From across the pool I saw a man, probably in his late 50s, pushing a wheel chair. In it was his adult son, a man in his 30s who appeared to have a severe case of cerebral palsy. I didn’t think much of it as I returned to playing with my kids in the pool. Little did I know what I was about to witness.

The father picked up his adult son from the wheel chair, carried him across the deck of the pool and down the steps into the pool. I paused from playing with my kids as I became captivated by this scene. The father waded through the shallow section into deeper water where he gently braced his son so he could float. Then they peacefully journeyed around the pool.

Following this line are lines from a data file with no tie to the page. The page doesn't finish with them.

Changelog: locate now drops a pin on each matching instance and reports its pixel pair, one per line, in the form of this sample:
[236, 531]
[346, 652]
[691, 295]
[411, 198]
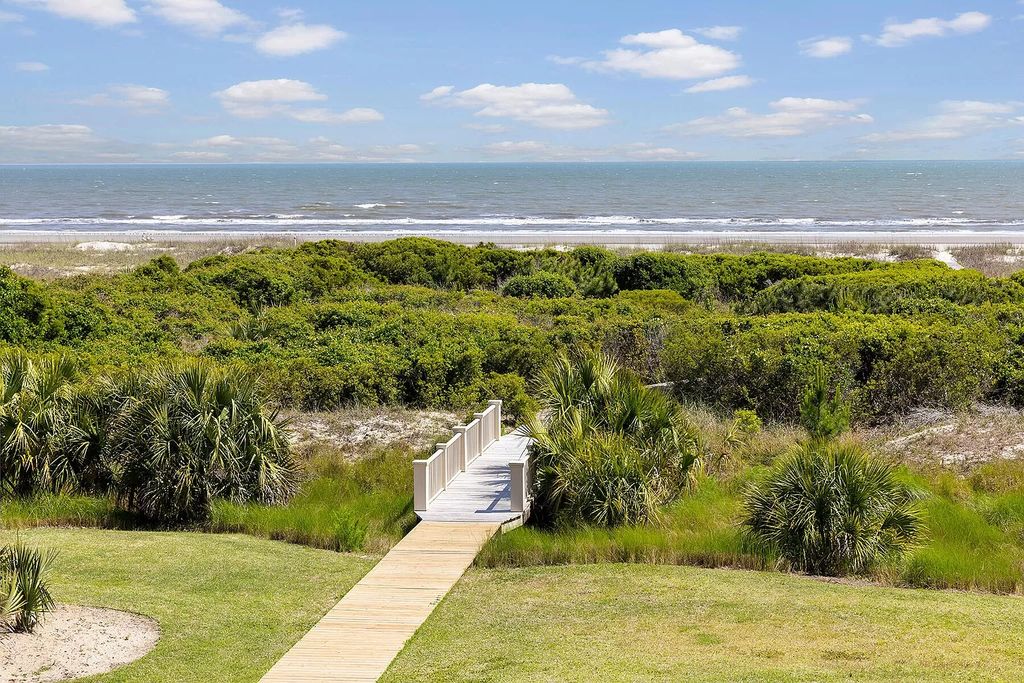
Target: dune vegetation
[708, 410]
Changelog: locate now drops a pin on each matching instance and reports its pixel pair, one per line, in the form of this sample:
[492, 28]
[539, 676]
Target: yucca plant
[25, 596]
[830, 509]
[608, 451]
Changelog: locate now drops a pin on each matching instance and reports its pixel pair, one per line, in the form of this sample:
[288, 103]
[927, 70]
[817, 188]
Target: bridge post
[461, 430]
[498, 418]
[420, 496]
[517, 469]
[482, 432]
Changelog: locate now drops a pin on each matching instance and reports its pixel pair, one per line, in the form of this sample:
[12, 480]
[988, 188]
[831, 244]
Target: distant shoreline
[635, 239]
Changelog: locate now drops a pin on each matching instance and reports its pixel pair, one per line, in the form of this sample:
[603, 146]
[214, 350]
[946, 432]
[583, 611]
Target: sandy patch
[104, 246]
[359, 429]
[962, 440]
[73, 641]
[945, 256]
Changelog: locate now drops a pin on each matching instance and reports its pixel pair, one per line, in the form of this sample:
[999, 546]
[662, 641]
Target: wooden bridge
[474, 484]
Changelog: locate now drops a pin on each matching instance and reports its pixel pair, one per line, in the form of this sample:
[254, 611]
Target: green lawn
[639, 623]
[228, 606]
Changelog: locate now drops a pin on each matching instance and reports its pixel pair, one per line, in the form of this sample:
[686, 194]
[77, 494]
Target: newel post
[498, 418]
[517, 494]
[463, 439]
[420, 496]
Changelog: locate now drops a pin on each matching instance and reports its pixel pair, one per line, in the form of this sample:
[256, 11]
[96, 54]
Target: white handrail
[431, 476]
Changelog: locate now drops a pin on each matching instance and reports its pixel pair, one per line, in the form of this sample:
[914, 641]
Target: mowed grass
[228, 606]
[343, 504]
[646, 623]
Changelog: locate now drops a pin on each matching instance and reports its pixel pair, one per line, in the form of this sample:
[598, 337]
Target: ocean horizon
[585, 199]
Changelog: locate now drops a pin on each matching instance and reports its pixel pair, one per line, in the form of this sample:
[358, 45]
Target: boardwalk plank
[359, 637]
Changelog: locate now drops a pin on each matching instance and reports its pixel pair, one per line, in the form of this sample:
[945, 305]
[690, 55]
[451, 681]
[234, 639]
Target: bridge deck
[359, 637]
[481, 493]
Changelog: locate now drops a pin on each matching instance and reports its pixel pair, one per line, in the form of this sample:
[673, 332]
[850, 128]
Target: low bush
[540, 285]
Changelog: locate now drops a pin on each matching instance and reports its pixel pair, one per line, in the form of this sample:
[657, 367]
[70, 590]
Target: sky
[229, 81]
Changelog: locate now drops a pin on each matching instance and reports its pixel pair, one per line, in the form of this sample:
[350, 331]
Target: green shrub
[36, 434]
[747, 422]
[23, 308]
[517, 404]
[422, 261]
[25, 594]
[883, 291]
[823, 415]
[666, 271]
[540, 285]
[829, 509]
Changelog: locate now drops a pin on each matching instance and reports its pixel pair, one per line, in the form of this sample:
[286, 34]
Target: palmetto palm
[185, 434]
[607, 450]
[25, 596]
[34, 398]
[830, 509]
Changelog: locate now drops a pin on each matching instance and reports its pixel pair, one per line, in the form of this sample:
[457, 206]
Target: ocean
[594, 200]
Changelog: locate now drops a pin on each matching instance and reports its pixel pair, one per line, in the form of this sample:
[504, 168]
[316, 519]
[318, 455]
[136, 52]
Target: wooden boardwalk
[482, 492]
[359, 637]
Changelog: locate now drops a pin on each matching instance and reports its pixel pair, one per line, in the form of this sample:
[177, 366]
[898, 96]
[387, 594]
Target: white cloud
[824, 48]
[138, 97]
[541, 104]
[669, 54]
[486, 127]
[896, 35]
[566, 61]
[437, 93]
[208, 17]
[792, 116]
[256, 99]
[724, 83]
[539, 151]
[100, 12]
[318, 115]
[516, 147]
[46, 136]
[645, 152]
[955, 119]
[293, 39]
[259, 99]
[31, 67]
[201, 156]
[720, 32]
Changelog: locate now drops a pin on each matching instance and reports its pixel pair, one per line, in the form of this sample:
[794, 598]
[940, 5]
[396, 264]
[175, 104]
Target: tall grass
[343, 504]
[965, 551]
[65, 510]
[699, 528]
[346, 505]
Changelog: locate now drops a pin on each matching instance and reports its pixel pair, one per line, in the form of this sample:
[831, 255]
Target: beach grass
[228, 606]
[643, 623]
[349, 505]
[973, 541]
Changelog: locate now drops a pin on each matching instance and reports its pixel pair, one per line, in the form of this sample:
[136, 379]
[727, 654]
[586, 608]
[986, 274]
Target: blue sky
[216, 81]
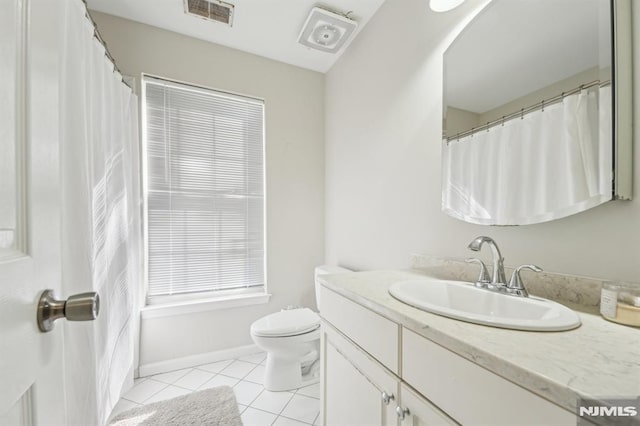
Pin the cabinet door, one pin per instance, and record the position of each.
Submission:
(420, 412)
(352, 385)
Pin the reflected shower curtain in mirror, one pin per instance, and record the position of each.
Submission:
(546, 165)
(101, 238)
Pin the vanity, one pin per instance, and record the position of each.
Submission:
(387, 363)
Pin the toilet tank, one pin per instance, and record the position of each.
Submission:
(325, 270)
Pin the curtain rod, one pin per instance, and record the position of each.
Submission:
(527, 110)
(98, 37)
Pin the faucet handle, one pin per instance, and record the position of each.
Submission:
(483, 278)
(516, 286)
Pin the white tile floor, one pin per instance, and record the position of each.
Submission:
(258, 406)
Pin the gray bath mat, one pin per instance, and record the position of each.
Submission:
(211, 407)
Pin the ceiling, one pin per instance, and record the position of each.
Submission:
(266, 28)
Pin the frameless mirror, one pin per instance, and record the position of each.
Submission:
(537, 111)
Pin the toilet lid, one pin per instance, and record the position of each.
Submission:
(286, 323)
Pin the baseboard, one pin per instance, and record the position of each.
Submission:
(195, 360)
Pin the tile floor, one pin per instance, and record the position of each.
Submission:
(258, 406)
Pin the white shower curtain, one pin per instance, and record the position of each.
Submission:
(547, 165)
(101, 218)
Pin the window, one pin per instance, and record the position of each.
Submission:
(204, 182)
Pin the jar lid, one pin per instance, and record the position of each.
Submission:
(628, 293)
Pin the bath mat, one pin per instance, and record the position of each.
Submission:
(211, 407)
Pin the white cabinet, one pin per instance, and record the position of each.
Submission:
(469, 393)
(414, 410)
(353, 384)
(365, 355)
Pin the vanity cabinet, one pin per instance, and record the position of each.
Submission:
(376, 372)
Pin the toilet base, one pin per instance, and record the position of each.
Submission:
(285, 374)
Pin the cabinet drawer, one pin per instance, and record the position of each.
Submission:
(469, 393)
(372, 332)
(420, 411)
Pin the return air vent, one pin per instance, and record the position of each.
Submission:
(218, 11)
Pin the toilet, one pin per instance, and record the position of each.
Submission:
(291, 339)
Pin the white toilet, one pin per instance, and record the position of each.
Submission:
(291, 339)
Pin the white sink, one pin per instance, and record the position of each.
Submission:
(461, 300)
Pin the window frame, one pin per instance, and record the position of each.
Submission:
(225, 297)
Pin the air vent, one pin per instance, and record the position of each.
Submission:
(326, 30)
(218, 11)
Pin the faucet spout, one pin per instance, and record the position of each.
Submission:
(498, 276)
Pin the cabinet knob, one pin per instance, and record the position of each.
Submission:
(402, 412)
(387, 397)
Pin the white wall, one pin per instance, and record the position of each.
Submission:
(383, 126)
(294, 100)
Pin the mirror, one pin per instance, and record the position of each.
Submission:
(537, 111)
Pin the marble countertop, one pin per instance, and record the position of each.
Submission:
(598, 360)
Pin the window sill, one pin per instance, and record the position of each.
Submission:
(194, 306)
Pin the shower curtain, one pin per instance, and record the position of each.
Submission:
(549, 164)
(101, 238)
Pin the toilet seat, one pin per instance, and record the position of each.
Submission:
(290, 322)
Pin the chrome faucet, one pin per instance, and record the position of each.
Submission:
(498, 278)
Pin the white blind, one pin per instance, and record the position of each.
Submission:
(205, 189)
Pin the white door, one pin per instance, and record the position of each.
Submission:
(31, 367)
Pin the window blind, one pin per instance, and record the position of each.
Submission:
(204, 189)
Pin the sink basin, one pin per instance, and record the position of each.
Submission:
(462, 301)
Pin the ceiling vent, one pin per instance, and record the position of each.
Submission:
(214, 10)
(325, 30)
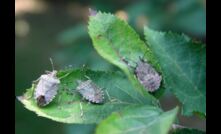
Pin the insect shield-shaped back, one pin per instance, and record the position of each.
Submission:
(147, 76)
(46, 88)
(90, 91)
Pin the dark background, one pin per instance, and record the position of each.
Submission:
(58, 29)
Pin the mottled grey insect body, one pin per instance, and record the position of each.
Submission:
(147, 76)
(46, 88)
(90, 91)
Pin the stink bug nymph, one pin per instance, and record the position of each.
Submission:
(90, 91)
(146, 75)
(46, 88)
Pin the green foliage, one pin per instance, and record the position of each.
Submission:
(66, 106)
(183, 64)
(135, 120)
(128, 107)
(116, 41)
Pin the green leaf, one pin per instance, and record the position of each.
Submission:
(187, 131)
(183, 64)
(66, 107)
(116, 42)
(138, 119)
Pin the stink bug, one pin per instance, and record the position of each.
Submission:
(46, 88)
(146, 75)
(90, 91)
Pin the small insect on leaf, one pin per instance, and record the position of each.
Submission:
(46, 88)
(90, 91)
(147, 76)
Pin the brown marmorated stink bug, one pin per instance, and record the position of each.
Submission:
(90, 91)
(146, 75)
(46, 88)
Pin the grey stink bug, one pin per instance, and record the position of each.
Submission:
(90, 91)
(46, 88)
(146, 75)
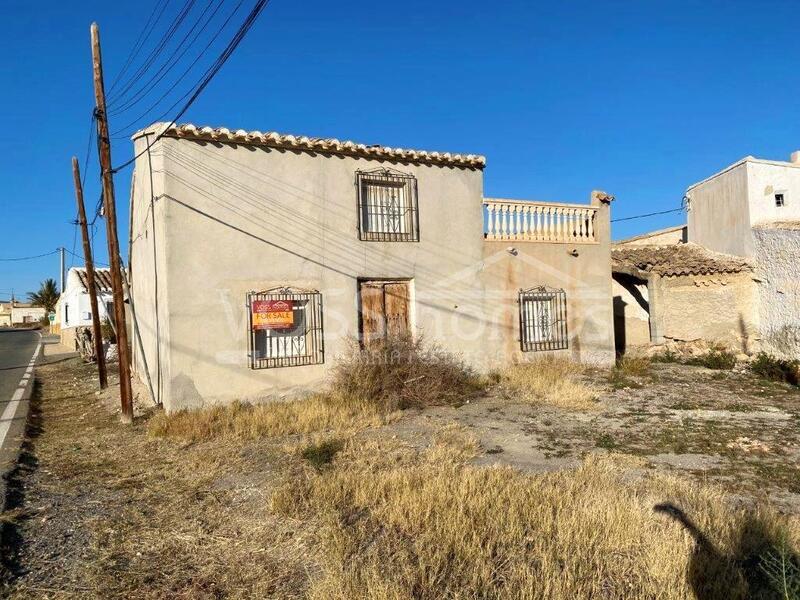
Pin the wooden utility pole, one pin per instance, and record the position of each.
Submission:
(97, 335)
(104, 149)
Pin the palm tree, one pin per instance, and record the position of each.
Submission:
(47, 296)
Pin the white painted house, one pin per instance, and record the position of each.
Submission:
(752, 209)
(74, 307)
(749, 210)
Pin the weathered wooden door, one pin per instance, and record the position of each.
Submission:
(385, 309)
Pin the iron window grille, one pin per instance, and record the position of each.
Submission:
(543, 319)
(285, 328)
(387, 206)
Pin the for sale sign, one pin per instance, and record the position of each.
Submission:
(273, 314)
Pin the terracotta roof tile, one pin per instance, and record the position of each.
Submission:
(675, 259)
(327, 145)
(102, 279)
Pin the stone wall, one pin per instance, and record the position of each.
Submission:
(716, 308)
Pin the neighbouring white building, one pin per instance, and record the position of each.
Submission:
(257, 257)
(74, 307)
(19, 313)
(749, 210)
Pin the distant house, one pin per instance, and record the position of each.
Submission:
(74, 309)
(5, 314)
(256, 257)
(739, 274)
(20, 313)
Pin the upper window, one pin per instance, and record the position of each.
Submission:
(387, 206)
(543, 319)
(285, 328)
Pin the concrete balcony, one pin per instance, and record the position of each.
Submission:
(552, 222)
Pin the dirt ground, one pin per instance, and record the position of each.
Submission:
(92, 499)
(726, 427)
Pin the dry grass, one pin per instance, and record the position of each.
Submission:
(404, 373)
(113, 512)
(322, 412)
(394, 525)
(633, 365)
(550, 380)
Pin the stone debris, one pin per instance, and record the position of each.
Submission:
(675, 259)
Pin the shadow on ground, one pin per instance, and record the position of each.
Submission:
(761, 565)
(27, 464)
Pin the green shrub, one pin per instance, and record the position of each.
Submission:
(773, 368)
(321, 455)
(717, 358)
(667, 356)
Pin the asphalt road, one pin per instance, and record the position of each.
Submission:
(17, 349)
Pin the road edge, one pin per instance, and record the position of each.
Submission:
(21, 412)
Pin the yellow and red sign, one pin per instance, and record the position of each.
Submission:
(273, 314)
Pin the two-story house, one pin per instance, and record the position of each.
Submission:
(257, 258)
(731, 275)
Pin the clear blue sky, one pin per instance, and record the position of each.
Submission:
(639, 99)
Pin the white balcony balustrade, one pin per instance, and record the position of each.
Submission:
(539, 222)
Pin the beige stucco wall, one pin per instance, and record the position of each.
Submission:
(778, 271)
(511, 266)
(230, 219)
(766, 180)
(719, 213)
(716, 308)
(662, 237)
(147, 264)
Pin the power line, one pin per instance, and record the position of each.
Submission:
(151, 58)
(188, 70)
(171, 62)
(141, 40)
(82, 258)
(30, 257)
(218, 64)
(663, 212)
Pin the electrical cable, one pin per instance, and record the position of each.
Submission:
(170, 63)
(30, 257)
(218, 64)
(663, 212)
(139, 44)
(82, 258)
(119, 132)
(165, 39)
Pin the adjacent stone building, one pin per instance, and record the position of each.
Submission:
(683, 293)
(258, 258)
(737, 280)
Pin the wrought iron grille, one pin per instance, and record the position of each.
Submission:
(285, 328)
(543, 319)
(387, 206)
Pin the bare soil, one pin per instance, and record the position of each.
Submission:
(726, 427)
(100, 510)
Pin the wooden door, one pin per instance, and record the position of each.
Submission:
(385, 309)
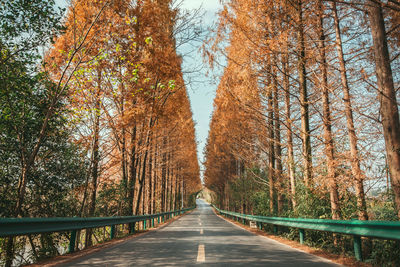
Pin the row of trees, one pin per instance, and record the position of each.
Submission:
(306, 120)
(308, 102)
(101, 124)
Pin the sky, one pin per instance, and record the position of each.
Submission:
(202, 91)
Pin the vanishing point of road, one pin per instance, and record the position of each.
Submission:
(200, 238)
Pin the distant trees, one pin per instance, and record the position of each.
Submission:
(99, 126)
(319, 101)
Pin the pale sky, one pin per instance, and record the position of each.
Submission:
(202, 92)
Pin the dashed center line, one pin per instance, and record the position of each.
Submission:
(201, 255)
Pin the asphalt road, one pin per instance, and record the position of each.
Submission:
(200, 238)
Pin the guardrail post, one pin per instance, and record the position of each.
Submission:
(72, 241)
(301, 233)
(112, 232)
(357, 247)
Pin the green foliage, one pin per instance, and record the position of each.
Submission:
(26, 26)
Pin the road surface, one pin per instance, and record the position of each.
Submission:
(200, 238)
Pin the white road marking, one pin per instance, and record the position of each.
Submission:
(201, 255)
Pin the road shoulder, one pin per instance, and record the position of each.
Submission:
(338, 259)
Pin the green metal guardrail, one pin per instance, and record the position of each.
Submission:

And the son loved it! You should have seen the look on his face as he looked up at the big blue sky, kept afloat by the aid of his loving father. This man, stricken with a terrible disorder, just basked in the sun on a warm, Kansas summer day. And judging by their tans they do this often, father carrying son into the pool and son, glad to escape the confines of his wheel chair, loving every minute of it.

I told my wife that if this is not a metaphor of the gospel then I don’t know what is. The gospel or good news of Christianity is that God looked down on the tragic state of his children due to sin and said this is going to change. So he sent Jesus from heaven on a mission to redeem. Jesus came to make sin that was as red as crimson as white as snow. Paul tells us about Christ’s mission in 2 Corinthians 5:21, “For our sake he made him to be sin who knew no sin, so that in him we might become the righteousness of God.”

It is as impossible for a person to redeem himself as it is for that son with cerebral palsy to swim by himself. We might desire to save ourselves, but there is nothing in our own power we can do to overcome our sin. But like the loving father enabling his son to swim, God in his grace picks us up and carries us to the Promised Land. Enjoy the swim.

TJ Rose is a Masters Student at Whitefield Seminary.